SEC charges missing money manager Nadel with fraud

Discussion in 'Wall St. News' started by Compulsive, Jan 21, 2009.

  1. They are coming out like cockroaches

    WASHINGTON – Federal regulators on Wednesday charged a missing hedge fund manager with fraud, saying he misled investors and overstated the value of investments in the six funds by about $300 million.

    The Securities and Exchange Commission won a court order freezing the assets of Arthur G. Nadel, of Sarasota, Fla., and other defendants in the case.

    Nadel owed investors a $50 million payout, told his wife in a note he felt guilty and threatened to kill himself, according to the Sarasota County Sheriff's Office. The authorities believe that Nadel, 76, planned his Jan. 14 disappearance.

    In a lawsuit filed in federal court in Tampa, the SEC said Nadel recently transferred at least $1.25 million from two of the funds to secret bank accounts that he controlled.

    Two investment companies co-owned by Nadel, Scoop Capital and Scoop Management, agreed in a settlement with the SEC to injunctions and an asset freeze. They neither admitted nor denied wrongdoing.

    According to Scoop Management's internal accountant, there are between 500 and 600 investors nationwide. Last week, many were told that the funds were empty. Sarasota police have been fielding inquiries from around the country and as far away as France.

    Robert Wilkes, a 76-year-old retiree in Vero Beach, Fla., who worked in commercial banking, said the SEC's charges against Nadel didn't surprise him.

    "He should be charged with fraud," Wilkes told The Associated Press. He wouldn't disclose how much he'd invested with Nadel, but said, "We're going to have to completely revamp our style of living. We're going to have to cut back."

    The SEC also is seeking unspecified restitution plus interest from several so-called relief defendants: investment advisers Valhalla Management and Viking Management, and hedge funds Scoop Real Estate, Valhalla Investment Partners, Victory IRA Fund, Victory Fund, Viking IRA Fund and Viking Fund.

    Those defendants consented to an asset freeze, also without admitting or denying the allegations.

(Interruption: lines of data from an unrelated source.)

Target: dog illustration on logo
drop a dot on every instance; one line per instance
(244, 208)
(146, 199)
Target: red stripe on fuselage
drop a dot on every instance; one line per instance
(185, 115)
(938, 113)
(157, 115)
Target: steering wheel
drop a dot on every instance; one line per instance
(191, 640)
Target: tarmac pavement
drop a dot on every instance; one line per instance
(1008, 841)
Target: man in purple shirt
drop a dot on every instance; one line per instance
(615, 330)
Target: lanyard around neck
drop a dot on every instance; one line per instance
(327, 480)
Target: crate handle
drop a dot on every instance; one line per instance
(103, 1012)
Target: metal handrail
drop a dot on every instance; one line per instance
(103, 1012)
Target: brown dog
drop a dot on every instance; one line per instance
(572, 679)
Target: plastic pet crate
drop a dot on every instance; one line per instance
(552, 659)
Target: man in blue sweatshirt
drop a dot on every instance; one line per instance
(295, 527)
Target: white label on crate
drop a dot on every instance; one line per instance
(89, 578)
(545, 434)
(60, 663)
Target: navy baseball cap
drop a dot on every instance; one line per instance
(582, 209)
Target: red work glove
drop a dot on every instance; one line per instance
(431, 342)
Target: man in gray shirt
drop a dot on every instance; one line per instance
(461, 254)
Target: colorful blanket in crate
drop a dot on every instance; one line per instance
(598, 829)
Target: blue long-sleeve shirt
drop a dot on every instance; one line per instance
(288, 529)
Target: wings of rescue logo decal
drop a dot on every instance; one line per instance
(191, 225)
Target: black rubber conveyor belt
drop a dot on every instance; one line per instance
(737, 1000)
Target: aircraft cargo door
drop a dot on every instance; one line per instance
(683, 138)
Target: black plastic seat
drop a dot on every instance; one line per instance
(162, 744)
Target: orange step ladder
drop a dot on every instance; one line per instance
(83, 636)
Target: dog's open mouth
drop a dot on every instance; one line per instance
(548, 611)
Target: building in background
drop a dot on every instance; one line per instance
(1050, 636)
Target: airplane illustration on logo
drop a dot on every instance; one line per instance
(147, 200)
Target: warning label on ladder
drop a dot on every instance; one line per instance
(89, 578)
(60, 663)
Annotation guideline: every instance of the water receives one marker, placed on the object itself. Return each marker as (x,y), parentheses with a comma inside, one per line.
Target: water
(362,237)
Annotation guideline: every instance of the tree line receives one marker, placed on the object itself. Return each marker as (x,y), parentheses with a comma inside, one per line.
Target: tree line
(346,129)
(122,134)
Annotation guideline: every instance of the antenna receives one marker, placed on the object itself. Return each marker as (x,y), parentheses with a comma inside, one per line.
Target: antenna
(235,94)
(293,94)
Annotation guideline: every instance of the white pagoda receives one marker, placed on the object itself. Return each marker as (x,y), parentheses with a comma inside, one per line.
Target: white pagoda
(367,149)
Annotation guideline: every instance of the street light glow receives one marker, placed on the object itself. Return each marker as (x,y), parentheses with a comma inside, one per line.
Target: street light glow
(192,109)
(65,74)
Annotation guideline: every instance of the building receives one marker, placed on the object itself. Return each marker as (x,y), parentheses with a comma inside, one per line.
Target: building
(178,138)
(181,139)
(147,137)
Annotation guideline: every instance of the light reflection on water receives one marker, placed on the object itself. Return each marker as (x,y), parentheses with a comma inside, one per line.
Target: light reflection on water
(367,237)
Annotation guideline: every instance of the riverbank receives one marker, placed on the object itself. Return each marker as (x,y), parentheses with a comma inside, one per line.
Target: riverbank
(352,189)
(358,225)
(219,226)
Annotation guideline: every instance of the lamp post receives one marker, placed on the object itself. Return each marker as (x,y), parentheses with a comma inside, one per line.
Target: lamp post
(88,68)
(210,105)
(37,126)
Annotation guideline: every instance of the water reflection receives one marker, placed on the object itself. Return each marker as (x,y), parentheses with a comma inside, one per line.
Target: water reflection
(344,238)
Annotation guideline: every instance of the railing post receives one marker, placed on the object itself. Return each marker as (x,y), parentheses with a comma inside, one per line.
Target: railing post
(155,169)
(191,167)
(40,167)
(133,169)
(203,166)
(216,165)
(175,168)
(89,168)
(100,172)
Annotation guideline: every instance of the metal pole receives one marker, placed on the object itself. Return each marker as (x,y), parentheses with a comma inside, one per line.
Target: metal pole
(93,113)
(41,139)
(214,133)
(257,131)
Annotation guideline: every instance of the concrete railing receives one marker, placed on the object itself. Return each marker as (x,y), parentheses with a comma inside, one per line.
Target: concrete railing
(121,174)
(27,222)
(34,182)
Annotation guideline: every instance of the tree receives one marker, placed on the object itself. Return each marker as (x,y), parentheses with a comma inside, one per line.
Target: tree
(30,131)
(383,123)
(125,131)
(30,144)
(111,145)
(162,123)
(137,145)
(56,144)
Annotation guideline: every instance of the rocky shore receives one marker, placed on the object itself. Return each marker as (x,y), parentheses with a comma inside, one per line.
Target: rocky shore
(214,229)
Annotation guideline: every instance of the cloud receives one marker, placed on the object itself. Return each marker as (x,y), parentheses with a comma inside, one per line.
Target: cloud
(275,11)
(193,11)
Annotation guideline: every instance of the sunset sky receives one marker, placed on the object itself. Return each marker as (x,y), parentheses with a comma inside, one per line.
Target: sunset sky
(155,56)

Nadel provided false and misleading information to those companies to be distributed to investors through account statements and other materials, according to the SEC suit.

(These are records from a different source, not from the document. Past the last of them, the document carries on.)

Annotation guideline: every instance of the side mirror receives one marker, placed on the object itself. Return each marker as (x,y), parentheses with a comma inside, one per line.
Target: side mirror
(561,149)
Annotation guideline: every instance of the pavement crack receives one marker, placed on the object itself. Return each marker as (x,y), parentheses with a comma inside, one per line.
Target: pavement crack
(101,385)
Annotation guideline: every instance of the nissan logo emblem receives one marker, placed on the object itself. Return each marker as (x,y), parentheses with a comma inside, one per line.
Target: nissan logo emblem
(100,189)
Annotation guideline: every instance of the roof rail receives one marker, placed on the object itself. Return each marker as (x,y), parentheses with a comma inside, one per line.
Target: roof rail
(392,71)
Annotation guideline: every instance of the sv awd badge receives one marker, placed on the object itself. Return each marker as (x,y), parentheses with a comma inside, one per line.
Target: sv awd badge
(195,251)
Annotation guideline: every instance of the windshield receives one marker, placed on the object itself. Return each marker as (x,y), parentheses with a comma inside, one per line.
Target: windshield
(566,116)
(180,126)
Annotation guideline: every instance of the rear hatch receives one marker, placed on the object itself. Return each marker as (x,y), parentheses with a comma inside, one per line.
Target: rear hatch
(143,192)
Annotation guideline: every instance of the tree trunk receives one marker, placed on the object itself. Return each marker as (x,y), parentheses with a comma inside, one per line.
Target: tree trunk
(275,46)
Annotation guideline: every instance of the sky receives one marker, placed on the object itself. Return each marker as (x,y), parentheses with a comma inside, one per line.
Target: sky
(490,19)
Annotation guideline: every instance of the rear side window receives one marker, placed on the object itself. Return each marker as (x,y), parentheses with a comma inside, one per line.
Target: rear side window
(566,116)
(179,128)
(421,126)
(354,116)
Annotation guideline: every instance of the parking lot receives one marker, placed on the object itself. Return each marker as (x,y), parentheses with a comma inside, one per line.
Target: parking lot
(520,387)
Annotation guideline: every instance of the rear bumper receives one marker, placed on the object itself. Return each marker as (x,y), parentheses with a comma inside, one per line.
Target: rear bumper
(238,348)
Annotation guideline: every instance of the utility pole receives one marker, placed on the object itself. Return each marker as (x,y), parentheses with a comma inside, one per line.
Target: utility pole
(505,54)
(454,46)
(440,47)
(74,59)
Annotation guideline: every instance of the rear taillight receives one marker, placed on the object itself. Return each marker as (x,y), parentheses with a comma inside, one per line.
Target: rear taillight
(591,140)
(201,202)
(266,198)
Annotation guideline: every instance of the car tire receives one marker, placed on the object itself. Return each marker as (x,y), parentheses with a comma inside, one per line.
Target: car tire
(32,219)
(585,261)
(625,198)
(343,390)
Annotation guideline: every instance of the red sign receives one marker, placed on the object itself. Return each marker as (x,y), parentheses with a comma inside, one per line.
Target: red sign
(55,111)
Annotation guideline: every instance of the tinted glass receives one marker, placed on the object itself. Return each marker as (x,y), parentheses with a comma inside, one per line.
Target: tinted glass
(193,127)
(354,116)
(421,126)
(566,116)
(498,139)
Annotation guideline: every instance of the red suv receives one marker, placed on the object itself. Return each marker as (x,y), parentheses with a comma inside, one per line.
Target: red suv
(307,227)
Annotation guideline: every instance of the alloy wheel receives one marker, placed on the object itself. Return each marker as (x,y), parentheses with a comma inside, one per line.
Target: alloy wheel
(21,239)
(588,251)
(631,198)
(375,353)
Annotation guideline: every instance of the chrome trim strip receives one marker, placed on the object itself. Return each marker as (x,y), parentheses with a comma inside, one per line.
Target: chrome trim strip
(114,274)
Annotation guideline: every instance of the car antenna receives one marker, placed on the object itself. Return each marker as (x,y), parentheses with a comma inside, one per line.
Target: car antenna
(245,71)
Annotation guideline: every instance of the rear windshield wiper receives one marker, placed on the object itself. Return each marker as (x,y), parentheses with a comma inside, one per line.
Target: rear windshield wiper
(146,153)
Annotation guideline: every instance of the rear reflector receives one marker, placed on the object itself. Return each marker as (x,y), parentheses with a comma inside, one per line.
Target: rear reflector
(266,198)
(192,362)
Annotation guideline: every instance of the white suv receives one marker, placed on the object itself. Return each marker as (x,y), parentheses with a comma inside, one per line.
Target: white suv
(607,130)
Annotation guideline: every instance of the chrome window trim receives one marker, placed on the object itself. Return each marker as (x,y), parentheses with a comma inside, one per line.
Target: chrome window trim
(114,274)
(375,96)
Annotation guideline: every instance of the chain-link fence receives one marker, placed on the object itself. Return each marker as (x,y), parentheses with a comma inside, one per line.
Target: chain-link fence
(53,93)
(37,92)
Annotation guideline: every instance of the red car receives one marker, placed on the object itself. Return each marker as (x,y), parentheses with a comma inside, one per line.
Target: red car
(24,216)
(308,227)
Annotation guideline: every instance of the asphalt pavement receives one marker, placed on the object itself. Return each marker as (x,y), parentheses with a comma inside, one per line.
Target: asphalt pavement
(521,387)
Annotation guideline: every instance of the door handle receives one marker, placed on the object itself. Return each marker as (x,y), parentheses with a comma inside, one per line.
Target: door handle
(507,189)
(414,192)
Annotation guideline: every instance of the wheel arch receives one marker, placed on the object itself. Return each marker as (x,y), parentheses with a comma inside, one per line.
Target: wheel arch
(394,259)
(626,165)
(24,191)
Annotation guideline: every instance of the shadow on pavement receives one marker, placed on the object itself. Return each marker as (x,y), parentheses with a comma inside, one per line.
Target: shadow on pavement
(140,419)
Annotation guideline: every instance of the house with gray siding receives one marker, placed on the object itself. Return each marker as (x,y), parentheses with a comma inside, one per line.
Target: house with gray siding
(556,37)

    The agency said Nadel's funds appeared to have assets totaling less than $1 million — while he claimed in sales materials for three of the funds that they had about $342 million in assets as of Nov. 30. The materials also boasted of monthly returns of 11 to 12 percent for several of the funds last year, when they actually had negative results.

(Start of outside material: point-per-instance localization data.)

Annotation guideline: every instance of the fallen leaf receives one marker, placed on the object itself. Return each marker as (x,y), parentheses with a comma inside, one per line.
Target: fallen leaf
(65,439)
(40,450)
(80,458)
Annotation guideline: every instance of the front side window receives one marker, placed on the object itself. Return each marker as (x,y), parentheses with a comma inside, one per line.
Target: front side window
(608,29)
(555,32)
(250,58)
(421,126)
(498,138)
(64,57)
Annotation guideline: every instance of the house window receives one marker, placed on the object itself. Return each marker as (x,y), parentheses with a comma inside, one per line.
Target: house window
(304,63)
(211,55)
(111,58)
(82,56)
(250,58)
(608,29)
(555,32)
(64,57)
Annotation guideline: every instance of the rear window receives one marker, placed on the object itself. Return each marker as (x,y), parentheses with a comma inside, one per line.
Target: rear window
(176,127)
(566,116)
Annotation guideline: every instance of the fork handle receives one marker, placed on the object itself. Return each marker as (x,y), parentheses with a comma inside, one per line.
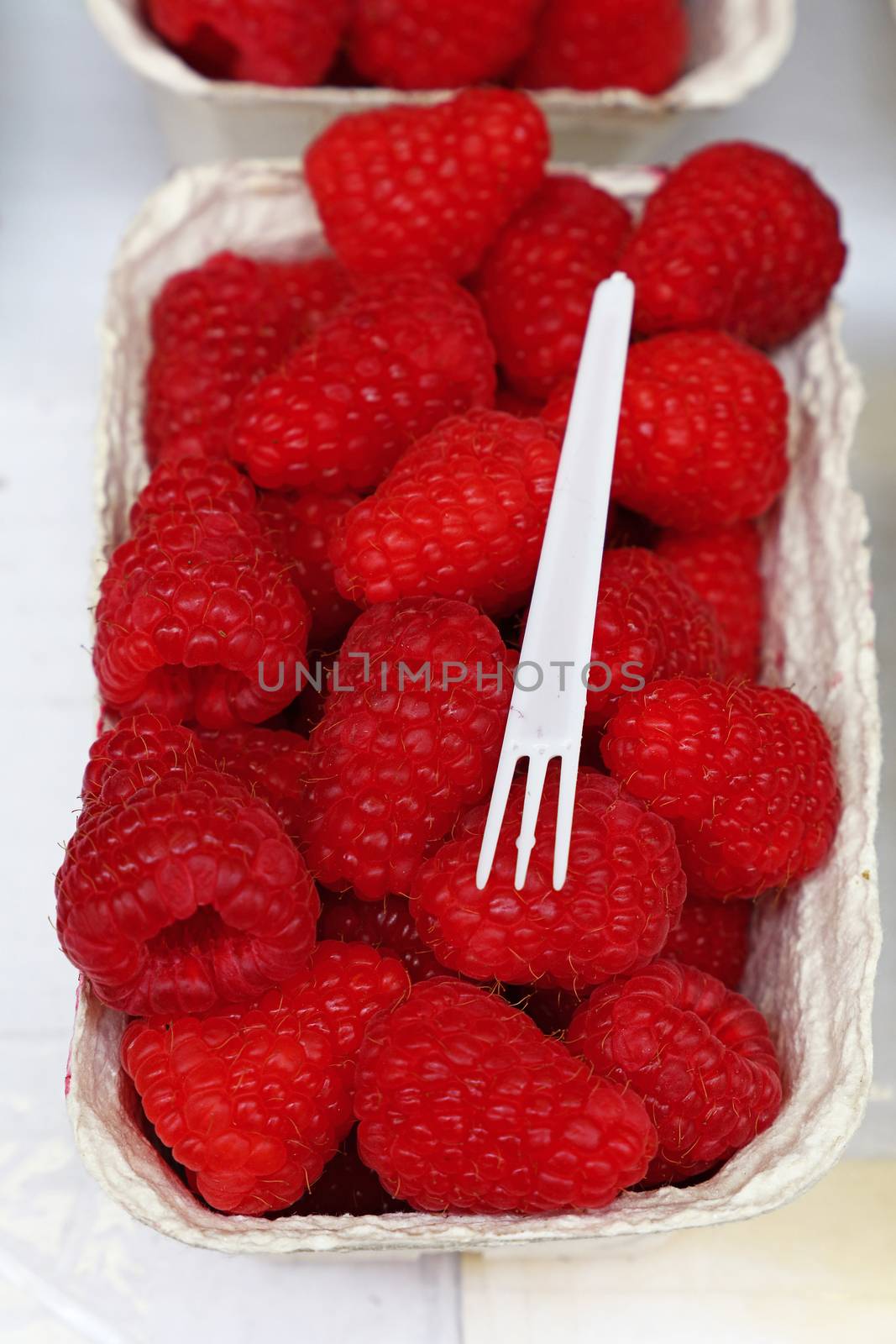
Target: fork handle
(547,718)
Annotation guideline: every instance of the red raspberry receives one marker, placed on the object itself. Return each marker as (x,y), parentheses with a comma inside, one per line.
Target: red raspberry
(300,528)
(347,1186)
(459,515)
(427,185)
(392,763)
(699,1055)
(255,1102)
(714,936)
(405,353)
(511,402)
(414,45)
(134,754)
(537,279)
(703,430)
(621,898)
(464,1105)
(273,42)
(184,894)
(649,624)
(387,925)
(192,609)
(270,763)
(195,486)
(723,568)
(217,328)
(745,773)
(551,1010)
(607,45)
(736,237)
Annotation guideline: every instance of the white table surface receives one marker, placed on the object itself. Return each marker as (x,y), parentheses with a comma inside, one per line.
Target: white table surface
(78,152)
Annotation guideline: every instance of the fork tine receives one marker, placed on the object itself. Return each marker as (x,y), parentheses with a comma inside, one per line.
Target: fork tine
(500,793)
(566,804)
(532,801)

    An investor in one fund received an account statement for November indicating that her investment was worth almost $420,000. In reality, the entire fund had less than $100,000, according to the SEC.

    "Investors should be able to rely on the truthfulness of an account statement and offering materials," David Nelson, director of the SEC's regional office in Miami, said in a statement. "Mr. Nadel's alleged actions deceived investors, and we are seeking to hold him accountable for that misconduct."

    Wilkes already has his Florida home on the market and now plans to put his second home in Vermont up for sale.

    "It's just been a very traumatic event for us," he said. "Like a bad dream that when you wake up, you find it's not a dream. It's a nightmare."


    Associated Press writer Christine Armario contributed to this report from Tampa.